Thanks for the report, I was about to send V2 but noticing your report
I'll try to reproduce your issue first.

So far I didn't notice any regression, is this an issue caused by this
patch or is it an existing issue? I don't have any context about how
you are doing the test. BTW the calculation in patch "mm/mglru:
restructure the reclaim loop" needs to have a lowest bar
"max(nr_to_scan, SWAP_CLUSTER_MAX)" for small machines, not sure if
related but will add to V2.

And about the test you posted:
while true; do tail /dev/zero; done

I believe this will just consume all memory with zero pages and then
get OOM killed, that's exactly what the test is meant to do. By lockup
I'm not sure you mean since you mentioned OOM kill. The system
actually hung or the desktop is dead?

I just ran that with or without ZRAM on two machines and my laptop,
everything looks good here with this series.

> zram as swap seems to be unsupported by upstream.

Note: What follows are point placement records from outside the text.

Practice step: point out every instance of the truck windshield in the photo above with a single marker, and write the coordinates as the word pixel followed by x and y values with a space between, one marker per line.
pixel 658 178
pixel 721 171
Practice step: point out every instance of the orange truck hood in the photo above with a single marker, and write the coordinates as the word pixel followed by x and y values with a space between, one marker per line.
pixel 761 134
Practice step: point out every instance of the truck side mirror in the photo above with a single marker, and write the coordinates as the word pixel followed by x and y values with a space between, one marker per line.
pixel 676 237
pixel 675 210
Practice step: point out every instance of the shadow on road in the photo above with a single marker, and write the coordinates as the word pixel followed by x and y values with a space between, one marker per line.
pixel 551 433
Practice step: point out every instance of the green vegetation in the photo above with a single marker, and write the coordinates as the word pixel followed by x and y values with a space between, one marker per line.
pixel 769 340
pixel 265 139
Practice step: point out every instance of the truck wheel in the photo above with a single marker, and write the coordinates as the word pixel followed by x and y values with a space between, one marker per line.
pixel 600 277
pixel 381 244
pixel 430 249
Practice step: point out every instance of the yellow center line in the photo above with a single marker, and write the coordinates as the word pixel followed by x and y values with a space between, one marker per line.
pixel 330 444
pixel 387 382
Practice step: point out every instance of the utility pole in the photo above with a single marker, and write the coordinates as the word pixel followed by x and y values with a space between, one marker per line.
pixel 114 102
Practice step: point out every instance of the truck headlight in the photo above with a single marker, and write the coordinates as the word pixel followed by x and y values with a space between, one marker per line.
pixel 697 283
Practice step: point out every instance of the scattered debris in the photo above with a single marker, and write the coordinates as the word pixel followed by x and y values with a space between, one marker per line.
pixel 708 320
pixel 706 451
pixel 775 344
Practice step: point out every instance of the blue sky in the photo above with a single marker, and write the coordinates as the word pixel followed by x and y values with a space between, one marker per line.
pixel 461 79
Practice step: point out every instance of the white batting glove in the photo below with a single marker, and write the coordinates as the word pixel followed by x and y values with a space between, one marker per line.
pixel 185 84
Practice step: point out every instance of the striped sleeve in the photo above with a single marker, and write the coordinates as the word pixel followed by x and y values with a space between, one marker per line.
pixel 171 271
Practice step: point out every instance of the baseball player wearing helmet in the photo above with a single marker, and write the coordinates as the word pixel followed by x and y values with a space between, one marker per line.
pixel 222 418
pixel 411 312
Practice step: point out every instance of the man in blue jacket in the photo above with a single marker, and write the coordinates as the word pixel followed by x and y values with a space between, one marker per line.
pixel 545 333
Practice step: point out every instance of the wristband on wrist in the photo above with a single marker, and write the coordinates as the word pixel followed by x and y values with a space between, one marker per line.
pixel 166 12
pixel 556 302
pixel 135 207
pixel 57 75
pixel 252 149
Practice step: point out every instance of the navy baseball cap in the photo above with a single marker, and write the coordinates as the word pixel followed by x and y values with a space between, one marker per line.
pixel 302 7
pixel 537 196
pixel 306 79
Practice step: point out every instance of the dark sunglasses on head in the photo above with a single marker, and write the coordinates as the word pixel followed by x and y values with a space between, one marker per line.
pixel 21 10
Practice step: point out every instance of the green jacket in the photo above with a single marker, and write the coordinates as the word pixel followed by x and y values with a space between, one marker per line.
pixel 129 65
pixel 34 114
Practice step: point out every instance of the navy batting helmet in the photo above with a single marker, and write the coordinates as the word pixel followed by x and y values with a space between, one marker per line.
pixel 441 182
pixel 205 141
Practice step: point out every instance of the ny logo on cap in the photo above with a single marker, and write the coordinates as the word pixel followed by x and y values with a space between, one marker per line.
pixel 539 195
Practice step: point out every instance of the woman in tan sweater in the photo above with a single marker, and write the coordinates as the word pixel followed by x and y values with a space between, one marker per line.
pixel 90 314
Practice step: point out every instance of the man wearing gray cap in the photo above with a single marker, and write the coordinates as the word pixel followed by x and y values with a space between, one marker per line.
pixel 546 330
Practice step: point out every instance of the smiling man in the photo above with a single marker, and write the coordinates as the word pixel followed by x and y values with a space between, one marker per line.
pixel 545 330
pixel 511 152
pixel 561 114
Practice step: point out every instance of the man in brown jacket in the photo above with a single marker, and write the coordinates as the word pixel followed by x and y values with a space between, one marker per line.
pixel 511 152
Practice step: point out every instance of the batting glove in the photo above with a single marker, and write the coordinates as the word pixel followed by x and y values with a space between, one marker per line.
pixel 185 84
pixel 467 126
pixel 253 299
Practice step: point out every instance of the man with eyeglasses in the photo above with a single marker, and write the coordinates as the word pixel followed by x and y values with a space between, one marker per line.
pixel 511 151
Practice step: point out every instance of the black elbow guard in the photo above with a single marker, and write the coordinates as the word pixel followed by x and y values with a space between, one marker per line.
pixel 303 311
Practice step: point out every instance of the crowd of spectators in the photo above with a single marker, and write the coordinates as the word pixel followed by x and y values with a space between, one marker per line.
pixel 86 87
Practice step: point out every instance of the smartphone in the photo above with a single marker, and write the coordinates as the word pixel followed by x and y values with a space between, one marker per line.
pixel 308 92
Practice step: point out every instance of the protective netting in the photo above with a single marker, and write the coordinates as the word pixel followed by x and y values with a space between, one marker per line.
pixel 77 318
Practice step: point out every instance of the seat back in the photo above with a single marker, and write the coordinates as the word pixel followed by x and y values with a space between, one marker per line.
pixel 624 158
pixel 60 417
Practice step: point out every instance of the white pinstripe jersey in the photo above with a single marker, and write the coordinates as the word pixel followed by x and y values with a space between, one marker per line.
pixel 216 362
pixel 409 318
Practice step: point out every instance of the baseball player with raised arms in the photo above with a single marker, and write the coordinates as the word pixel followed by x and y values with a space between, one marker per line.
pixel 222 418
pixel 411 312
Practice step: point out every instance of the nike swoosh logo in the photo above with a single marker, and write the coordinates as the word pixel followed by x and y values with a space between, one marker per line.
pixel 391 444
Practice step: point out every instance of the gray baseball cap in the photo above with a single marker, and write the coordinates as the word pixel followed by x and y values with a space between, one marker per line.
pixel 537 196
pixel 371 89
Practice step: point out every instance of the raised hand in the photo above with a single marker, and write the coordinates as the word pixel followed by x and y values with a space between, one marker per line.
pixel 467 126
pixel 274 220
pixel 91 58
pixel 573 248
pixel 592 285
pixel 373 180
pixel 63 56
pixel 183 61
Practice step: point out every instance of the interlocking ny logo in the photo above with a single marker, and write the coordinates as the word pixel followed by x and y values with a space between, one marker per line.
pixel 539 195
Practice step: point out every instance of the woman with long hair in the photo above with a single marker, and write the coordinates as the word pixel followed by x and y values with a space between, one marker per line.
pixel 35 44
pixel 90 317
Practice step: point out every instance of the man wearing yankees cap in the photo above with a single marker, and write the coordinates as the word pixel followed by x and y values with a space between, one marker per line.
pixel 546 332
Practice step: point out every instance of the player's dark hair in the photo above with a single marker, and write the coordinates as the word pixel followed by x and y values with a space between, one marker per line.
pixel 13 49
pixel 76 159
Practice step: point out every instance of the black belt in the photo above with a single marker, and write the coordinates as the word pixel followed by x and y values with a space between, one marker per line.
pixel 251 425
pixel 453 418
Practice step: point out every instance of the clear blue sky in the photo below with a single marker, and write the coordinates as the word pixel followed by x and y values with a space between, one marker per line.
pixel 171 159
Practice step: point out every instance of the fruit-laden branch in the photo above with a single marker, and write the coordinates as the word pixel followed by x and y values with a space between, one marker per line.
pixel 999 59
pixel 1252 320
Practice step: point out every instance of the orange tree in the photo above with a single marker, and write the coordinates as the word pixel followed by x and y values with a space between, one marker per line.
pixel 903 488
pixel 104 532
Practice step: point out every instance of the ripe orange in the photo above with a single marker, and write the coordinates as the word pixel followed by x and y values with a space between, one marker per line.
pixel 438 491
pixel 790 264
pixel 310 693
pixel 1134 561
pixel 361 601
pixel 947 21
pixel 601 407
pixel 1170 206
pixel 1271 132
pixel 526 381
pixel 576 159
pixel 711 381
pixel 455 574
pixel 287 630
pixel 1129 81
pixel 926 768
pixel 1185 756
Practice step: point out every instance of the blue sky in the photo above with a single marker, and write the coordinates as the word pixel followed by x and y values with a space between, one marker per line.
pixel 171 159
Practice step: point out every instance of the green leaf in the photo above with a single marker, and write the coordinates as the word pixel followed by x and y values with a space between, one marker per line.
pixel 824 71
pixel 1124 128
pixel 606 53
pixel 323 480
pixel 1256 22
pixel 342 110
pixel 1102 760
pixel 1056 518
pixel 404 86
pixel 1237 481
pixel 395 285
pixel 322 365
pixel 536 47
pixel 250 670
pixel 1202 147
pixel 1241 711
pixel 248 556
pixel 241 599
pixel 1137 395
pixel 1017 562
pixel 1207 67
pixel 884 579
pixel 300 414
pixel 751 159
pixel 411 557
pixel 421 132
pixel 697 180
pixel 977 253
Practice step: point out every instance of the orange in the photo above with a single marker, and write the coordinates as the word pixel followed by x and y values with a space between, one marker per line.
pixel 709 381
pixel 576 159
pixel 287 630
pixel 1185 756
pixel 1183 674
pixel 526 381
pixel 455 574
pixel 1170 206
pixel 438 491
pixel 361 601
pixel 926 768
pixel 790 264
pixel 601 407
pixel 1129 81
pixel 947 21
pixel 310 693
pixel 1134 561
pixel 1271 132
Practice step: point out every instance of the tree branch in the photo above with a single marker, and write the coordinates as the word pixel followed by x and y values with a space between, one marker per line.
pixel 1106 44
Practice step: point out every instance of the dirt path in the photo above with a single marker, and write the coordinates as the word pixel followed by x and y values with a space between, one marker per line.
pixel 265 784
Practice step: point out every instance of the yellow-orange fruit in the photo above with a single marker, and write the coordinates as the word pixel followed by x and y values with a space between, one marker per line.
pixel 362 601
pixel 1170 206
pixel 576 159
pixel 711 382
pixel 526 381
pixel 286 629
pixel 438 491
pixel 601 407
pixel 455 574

That's simply not true, other distros like Fedora even have ZRAM as
swap by default:
https://fedoraproject.org/wiki/Changes/SwapOnZRAM

And systemd have a widely used ZRAM swap support:
https://github.com/systemd/zram-generator

Android also uses that, and we are using ZRAM by default in our fleet
which runs fine.

> the user that tested this wasn't able to get a
> good kernel trace, the only thing left was
> a trace of the OOM killer firing.

No worry, that's fine, just send me the OOM trace or log, the more
detailed context I get the better.